The venture-capital company owned half of north-east energy service firm RBG before it was sold to Stork Technical Services earlier this year in a deal believed to be worth up to £250million.
The firm, which first set up a presence in Aberdeen in 1974, said the two executives it employed at its Queens Road office had now left 3i.
It added that it had left Aberdeen as part of plans to cut back resources, although the move came amid buoyant times for the North Sea oil and gas industry.
This week alone, subsea firm Bibby Offshore and oil service company Sparrows said they would be adding a combined 250 jobs to their north-east workforces after recent contract wins.
A 3i spokeswoman said: “The UK currently represents 29% of our portfolio value, so these changes are focused on ensuring that we have the right resource for the market opportunity.”
She added that 3i would continue investing in the UK and that it would remain interested in good energy investment opportunities as they arose.
Andrew Reid, managing director of Aberdeen-based energy consultant Douglas-Westwood, said he believed 3i had pulled out of Aberdeen not because it felt the market was flat but because the sector’s growth had attracted competition.
He added: “They had a good team and they will be a loss but this is not a sign of a dying market; there is a lot to look forward to.
“They (3i) have had a huge degree of success within energy investment over a number of years.

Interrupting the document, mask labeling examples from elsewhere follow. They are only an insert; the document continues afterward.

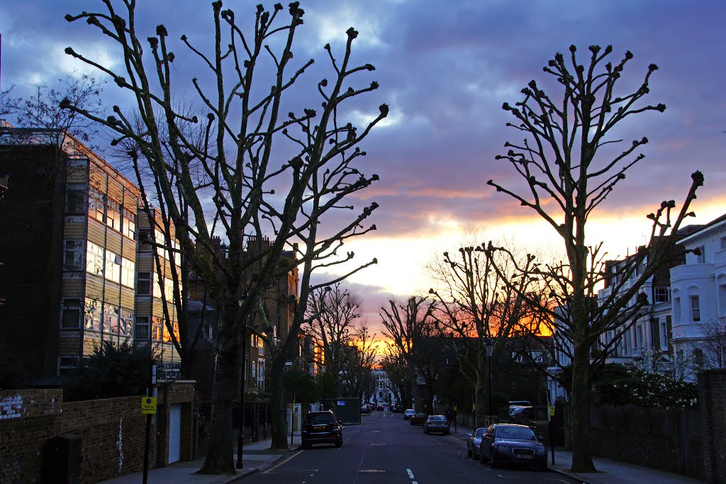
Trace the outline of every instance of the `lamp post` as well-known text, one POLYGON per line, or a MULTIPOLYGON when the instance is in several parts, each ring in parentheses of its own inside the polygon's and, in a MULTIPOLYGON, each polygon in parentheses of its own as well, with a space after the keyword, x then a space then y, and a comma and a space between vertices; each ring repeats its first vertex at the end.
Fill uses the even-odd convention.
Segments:
MULTIPOLYGON (((240 298, 240 305, 247 299, 247 292, 240 298)), ((240 361, 240 432, 237 435, 237 468, 244 469, 245 462, 242 460, 243 448, 245 446, 245 342, 247 340, 247 322, 242 325, 241 361, 240 361)))
POLYGON ((320 365, 322 370, 322 409, 325 409, 325 365, 320 365))
POLYGON ((489 364, 487 365, 487 366, 488 366, 487 369, 489 370, 489 424, 492 424, 492 356, 494 353, 494 345, 490 341, 490 342, 487 343, 486 345, 484 345, 484 349, 486 350, 486 358, 487 358, 488 363, 489 363, 489 364))

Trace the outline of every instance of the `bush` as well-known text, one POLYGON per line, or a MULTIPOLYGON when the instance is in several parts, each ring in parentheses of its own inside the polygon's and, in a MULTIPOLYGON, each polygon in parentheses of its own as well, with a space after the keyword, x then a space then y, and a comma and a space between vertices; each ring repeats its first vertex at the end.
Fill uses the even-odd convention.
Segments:
POLYGON ((78 373, 65 380, 69 401, 146 395, 150 365, 155 356, 147 346, 103 341, 82 361, 78 373))

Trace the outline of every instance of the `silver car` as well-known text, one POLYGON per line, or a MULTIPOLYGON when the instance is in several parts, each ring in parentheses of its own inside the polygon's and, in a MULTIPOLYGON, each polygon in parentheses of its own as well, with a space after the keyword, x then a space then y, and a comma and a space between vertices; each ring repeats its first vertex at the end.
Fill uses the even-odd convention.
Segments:
POLYGON ((480 459, 479 448, 481 446, 481 436, 486 432, 486 427, 480 427, 466 438, 466 454, 474 459, 480 459))

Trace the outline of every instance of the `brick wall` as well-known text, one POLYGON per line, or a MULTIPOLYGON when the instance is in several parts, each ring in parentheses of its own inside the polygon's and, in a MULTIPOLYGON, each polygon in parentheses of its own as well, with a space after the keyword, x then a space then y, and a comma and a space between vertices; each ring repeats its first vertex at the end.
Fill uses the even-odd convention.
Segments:
MULTIPOLYGON (((192 459, 194 382, 159 382, 158 387, 150 469, 168 463, 171 405, 182 407, 181 460, 192 459)), ((0 484, 38 483, 46 443, 64 434, 81 438, 81 483, 93 484, 141 471, 146 427, 141 399, 63 402, 60 390, 0 390, 0 484)))
POLYGON ((40 480, 41 449, 59 433, 62 391, 0 390, 0 483, 40 480))
MULTIPOLYGON (((595 456, 702 479, 699 419, 695 411, 637 406, 591 408, 590 449, 595 456)), ((566 440, 571 446, 567 427, 566 440)))
MULTIPOLYGON (((146 416, 139 396, 63 404, 62 433, 81 437, 81 482, 97 483, 143 469, 146 416)), ((150 438, 150 467, 156 462, 155 425, 150 438)))
POLYGON ((726 475, 726 369, 698 374, 698 406, 703 432, 703 473, 707 483, 726 475))

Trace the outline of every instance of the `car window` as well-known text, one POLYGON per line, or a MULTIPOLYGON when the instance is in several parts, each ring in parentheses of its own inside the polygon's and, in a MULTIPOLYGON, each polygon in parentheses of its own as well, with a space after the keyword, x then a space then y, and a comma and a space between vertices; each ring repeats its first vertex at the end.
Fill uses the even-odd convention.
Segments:
POLYGON ((497 438, 515 438, 519 440, 534 440, 534 432, 526 427, 497 427, 497 438))
POLYGON ((310 414, 308 415, 309 424, 332 424, 335 421, 333 415, 328 413, 310 414))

They built up a position where they had a near-monopoly in the north-east.
“It is now a far more competitive market and there are probably six to eight private-equity houses based in Aberdeen as well as some London firms looking at the north-east.
“It is not that there are no private-equity opportunities in Aberdeen, it’s just a crowded space and a lot of people are aggressively moving into it.”
Mr Reid said 3i had held stakes in the likes of Petrofac, Wood Group and Vetco in the past but it was now likely to focus more on the global market. He added: “For 3i to replicate what it had five to 10 years ago would have been a challenge, if not impossible, and they have maybe decided to look at opportunities elsewhere.”